У Лецке было каменное лицо.
- Лучше бы вы меня убили, - отчетливо произнёс он. - Я не герой, Владислав, совсем не герой.
- Я знаю, Антон, - погладил ему голову Мезряков. - Но мы выкарабкаемся.
Лецке пропустил мимо.
- Сидеть в этой проклятой коляске, ходить под себя... Я не выдержу! - Лецке ударил кулаком по подлокотнику. - Зачем вы мучаете меня? И сами мучаетесь.
От напряжения он побагровел и стал бормотать что-то невнятное.
Мезряков расстегнул карман сбоку коляски, достал бутылку воды, блистер с таблетками.
- Выпейте, - выковыряв одну, протянул он на ладони.
Лецке отвернулся.
- Выпейте, Антон! - повторил Мезряков с мягкой непререкаемостью.
Лецке нехотя подчинился.
Мезряков молча повернул обратно.
Вечера коротали у телевизора, смотреть который было всё омерзительнее. Передачи, освещавшие мировые события, делались всё более беспардонными и заносчивыми, Россия выглядела в них едва ли не единственной страной, населённой людьми, а всё, что было за её пределами, представало убогим и карикатурным. Откровенная ложь информационных каналов перемежалась пошлостью развлекательных, которые, оглушая и забалтывая, помещали в клетку, где не было место ничему человеческому. Политики призывали испытывать гордость от самого факта рождения в России, указывая на пороки остального мира, примиряли со своими. С экрана изо дня в день внушалась одна та же мысль - мир, словно злая колдунья, озабочен тем, чтобы извести страну, которая существует лишь благодаря президенту, пробудившего её, как принц - спящую красавицу. Мезряков не удивлялся, рано или поздно к этому приходит любая диктатура. Он ждал, пока заснёт Лецке, и тогда, щёлкнув пультом, погружал дом в тишину.

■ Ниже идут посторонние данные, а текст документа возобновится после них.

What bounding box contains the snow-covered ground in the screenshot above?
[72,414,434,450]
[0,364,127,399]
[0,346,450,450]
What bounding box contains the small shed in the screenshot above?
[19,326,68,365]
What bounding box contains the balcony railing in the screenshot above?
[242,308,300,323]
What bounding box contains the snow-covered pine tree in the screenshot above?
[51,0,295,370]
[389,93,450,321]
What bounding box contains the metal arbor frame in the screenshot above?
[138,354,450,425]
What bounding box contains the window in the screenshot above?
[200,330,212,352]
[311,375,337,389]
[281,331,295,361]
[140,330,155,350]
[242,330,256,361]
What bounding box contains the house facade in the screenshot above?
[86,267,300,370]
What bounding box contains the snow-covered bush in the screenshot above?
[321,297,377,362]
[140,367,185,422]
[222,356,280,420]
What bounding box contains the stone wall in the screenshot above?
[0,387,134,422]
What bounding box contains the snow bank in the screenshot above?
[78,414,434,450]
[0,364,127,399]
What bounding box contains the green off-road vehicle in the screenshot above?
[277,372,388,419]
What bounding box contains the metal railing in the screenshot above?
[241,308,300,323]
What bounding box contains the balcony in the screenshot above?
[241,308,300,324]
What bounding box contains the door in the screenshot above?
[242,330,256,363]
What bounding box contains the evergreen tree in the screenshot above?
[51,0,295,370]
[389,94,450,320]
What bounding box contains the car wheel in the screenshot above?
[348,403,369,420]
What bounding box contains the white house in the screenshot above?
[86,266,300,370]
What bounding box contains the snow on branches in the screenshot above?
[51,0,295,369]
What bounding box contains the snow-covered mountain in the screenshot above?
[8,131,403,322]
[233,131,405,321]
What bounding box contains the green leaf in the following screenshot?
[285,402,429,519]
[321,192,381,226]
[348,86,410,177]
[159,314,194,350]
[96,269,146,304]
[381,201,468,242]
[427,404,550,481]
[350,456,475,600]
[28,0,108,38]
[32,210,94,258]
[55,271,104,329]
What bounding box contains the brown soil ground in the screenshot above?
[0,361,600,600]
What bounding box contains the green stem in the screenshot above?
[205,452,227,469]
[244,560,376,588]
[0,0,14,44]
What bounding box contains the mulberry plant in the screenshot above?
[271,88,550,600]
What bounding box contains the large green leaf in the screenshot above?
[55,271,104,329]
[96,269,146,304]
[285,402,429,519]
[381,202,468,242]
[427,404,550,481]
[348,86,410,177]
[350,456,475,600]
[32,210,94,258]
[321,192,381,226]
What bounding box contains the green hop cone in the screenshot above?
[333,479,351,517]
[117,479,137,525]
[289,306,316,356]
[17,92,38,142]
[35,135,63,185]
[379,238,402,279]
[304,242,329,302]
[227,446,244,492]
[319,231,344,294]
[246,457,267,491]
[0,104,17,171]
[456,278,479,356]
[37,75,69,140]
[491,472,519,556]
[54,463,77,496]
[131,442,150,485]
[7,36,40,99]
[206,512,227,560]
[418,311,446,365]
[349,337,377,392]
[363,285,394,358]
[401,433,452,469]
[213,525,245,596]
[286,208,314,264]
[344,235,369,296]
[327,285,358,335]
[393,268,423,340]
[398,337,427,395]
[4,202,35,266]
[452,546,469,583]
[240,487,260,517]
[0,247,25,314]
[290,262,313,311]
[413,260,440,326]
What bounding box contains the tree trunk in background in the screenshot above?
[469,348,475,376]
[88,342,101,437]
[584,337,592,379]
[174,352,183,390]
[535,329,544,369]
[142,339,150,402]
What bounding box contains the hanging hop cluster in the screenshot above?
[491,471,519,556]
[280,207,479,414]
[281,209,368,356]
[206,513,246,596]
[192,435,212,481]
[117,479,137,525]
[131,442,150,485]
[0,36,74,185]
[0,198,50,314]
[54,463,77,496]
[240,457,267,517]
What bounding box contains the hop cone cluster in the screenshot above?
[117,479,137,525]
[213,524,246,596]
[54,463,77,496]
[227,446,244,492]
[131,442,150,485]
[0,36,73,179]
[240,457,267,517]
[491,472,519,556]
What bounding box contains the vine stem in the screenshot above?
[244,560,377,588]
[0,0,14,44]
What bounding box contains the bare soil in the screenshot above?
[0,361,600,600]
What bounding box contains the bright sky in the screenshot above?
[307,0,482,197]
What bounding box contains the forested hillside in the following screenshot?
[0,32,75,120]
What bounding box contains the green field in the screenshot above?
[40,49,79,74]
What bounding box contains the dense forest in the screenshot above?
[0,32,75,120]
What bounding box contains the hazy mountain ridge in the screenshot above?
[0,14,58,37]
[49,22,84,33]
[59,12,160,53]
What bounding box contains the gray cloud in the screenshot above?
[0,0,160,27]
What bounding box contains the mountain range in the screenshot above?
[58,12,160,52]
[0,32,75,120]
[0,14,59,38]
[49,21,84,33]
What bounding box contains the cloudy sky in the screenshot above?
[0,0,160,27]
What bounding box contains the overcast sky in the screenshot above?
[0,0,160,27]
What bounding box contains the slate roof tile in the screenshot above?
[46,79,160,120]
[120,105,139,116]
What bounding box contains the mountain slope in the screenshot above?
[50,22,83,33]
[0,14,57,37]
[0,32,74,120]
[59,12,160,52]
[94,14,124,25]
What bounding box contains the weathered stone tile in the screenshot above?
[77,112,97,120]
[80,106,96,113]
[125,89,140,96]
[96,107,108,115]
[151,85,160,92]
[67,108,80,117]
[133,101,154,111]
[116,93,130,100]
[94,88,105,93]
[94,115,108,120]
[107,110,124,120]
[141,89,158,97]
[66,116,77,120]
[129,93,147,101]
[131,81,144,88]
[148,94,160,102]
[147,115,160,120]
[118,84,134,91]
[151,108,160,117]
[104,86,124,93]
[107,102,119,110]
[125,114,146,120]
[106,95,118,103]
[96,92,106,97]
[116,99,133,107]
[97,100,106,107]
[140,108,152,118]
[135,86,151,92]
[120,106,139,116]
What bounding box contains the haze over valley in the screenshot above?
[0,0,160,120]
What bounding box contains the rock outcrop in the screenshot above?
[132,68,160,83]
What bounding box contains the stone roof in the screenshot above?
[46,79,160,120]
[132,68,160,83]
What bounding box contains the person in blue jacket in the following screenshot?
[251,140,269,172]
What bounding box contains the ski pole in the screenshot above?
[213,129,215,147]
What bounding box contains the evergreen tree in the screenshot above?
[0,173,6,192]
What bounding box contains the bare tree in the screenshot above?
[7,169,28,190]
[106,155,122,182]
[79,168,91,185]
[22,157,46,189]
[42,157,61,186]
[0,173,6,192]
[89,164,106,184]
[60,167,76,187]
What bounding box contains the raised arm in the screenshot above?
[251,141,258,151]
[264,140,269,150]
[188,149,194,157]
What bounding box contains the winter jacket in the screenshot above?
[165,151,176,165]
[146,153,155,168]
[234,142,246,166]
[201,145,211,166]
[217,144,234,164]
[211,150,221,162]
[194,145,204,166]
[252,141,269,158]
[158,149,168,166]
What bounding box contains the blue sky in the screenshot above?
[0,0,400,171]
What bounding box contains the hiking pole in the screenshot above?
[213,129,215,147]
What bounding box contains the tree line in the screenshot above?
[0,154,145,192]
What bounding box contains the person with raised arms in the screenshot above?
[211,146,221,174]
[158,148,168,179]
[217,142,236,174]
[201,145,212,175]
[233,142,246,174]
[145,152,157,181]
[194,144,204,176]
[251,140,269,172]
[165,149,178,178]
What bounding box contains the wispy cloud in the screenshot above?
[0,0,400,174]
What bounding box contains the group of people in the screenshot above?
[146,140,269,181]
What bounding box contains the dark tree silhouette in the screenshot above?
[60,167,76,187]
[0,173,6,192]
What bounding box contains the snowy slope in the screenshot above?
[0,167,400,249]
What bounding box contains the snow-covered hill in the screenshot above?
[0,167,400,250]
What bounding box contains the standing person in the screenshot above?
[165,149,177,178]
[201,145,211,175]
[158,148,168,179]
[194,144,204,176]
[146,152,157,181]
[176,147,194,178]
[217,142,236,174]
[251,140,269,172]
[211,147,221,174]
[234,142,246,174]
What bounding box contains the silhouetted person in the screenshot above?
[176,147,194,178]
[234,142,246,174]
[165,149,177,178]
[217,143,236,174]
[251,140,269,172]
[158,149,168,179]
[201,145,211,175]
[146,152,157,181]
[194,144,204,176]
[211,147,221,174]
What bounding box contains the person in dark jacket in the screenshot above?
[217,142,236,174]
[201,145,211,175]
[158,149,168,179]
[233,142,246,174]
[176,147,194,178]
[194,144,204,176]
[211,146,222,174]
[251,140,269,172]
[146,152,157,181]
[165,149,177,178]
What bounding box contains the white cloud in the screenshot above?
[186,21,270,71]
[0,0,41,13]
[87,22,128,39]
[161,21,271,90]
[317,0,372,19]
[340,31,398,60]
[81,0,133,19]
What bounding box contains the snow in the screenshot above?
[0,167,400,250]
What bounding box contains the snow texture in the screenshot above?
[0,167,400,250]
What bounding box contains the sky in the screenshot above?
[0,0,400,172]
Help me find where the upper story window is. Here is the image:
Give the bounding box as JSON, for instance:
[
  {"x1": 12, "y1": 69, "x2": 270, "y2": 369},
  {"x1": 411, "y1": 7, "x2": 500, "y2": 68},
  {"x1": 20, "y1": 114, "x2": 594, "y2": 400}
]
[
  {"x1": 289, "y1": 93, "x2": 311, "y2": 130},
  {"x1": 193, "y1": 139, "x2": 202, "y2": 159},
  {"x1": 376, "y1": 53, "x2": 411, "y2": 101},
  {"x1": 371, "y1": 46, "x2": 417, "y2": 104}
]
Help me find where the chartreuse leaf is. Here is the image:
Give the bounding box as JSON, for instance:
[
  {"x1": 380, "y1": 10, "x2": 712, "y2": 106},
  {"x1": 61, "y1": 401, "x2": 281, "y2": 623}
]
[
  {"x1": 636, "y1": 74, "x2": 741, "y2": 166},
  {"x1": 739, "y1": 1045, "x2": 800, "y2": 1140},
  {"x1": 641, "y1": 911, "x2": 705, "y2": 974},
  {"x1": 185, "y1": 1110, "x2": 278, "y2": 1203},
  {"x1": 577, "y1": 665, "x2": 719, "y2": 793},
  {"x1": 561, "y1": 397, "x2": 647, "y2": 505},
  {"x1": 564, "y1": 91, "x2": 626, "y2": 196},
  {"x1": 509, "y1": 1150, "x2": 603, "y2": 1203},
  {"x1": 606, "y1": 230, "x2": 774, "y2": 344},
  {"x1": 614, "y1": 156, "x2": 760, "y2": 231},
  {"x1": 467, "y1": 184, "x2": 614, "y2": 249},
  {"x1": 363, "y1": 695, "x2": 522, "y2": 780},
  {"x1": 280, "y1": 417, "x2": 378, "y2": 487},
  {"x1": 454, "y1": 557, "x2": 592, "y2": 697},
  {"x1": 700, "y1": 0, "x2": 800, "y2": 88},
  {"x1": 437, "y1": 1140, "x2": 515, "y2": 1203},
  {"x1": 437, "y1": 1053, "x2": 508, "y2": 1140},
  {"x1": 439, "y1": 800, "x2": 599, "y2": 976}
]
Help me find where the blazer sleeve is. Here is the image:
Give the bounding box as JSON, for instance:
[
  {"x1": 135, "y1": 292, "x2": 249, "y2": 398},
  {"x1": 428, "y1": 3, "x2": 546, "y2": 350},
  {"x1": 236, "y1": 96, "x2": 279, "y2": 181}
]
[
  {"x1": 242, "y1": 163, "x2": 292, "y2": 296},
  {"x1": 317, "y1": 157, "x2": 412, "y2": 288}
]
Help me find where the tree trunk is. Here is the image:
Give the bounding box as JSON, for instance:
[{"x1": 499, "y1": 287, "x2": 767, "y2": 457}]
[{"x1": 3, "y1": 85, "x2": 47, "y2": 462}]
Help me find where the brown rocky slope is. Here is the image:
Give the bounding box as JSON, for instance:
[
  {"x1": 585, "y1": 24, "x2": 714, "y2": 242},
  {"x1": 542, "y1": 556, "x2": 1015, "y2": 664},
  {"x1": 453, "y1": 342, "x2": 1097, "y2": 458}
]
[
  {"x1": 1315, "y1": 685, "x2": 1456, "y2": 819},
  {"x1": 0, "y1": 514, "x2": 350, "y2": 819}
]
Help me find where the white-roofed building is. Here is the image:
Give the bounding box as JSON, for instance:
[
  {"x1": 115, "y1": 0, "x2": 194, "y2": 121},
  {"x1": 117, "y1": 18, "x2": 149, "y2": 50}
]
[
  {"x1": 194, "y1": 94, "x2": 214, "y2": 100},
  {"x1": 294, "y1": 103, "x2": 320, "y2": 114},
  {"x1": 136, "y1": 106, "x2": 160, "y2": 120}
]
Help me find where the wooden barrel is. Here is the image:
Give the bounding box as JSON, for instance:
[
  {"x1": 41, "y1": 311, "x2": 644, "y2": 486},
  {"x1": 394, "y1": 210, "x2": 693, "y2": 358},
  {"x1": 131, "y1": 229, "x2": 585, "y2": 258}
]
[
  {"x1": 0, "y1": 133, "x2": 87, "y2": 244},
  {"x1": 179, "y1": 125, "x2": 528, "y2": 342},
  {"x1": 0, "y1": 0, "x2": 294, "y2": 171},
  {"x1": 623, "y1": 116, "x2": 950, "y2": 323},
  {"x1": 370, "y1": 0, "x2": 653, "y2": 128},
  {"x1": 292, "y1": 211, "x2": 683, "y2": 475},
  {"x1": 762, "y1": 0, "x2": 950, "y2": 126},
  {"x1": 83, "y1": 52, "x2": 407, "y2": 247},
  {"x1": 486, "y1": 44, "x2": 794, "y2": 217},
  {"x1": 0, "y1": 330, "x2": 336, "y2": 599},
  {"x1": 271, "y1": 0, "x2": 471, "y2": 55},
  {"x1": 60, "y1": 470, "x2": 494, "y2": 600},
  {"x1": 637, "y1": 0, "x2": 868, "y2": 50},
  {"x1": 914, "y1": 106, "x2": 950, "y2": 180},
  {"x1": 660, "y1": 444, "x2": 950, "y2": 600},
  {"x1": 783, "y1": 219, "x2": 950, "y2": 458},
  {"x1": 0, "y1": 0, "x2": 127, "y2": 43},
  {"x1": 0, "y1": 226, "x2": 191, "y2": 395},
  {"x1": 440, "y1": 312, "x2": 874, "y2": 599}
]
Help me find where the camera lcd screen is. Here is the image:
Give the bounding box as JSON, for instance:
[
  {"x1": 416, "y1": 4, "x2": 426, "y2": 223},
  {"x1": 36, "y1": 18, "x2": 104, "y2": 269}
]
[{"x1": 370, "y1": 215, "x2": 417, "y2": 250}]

Становилось всё холоднее, в ночь на Покров самоубийцей выпал первый снег, сошедший к утру. Лецке, принимавший успокоительное, забывался тяжёлым сном, а Мезрякова мучила бессонница. Читать, как он делал в таких случаях раньше, не хотелось, книги казались теперь фальшивыми и лишёнными смысла, а главное, уже не могли ни пригодиться, ни помочь, и, встречая серый рассвет, ему оставалось только разглядывать своё постаревшее лицо в мутном зеркале на двери платяного шкафа да прислушиваться к воркованию голубей, обосновавшихся на балконном карнизе. Он чувствовал себя мотыльком, колотившимся о стекло, и неотвязно думал о том, сколько ему осталось. Жалел ли он о встрече с Лецке, из-за которого попал в такое положение? Может, лучше было по-прежнему вести группы психологического тренинга, ходить в библиотеку, перебрасываясь шутками с работавшими там синими чулками, и писать бесконечный роман? Иногда Мезряков с сожалением вспоминал своё затворничество с его мелкими радостями. Но возвращаясь к тому времени, он снова и снова прокручивал в голове события последних месяцев, перевернувшие его жизнь, и понимал, что без Лецке он бы так и не обрёл себя, проведя остаток дней в ставшей уже привычной пустоте. Когда на душе становилось особенно тяжело, Мезряков стискивал зубы и повторял про себя: "За счастье надо платить". Раньше он чаще пользовался чужими услугами, чем служил другим, и больше брал, чем давал. А теперь пришло время отдавать долги. Это по-честному, это справедливо. И Мезряков склонялся перед этой надуманной справедливостью.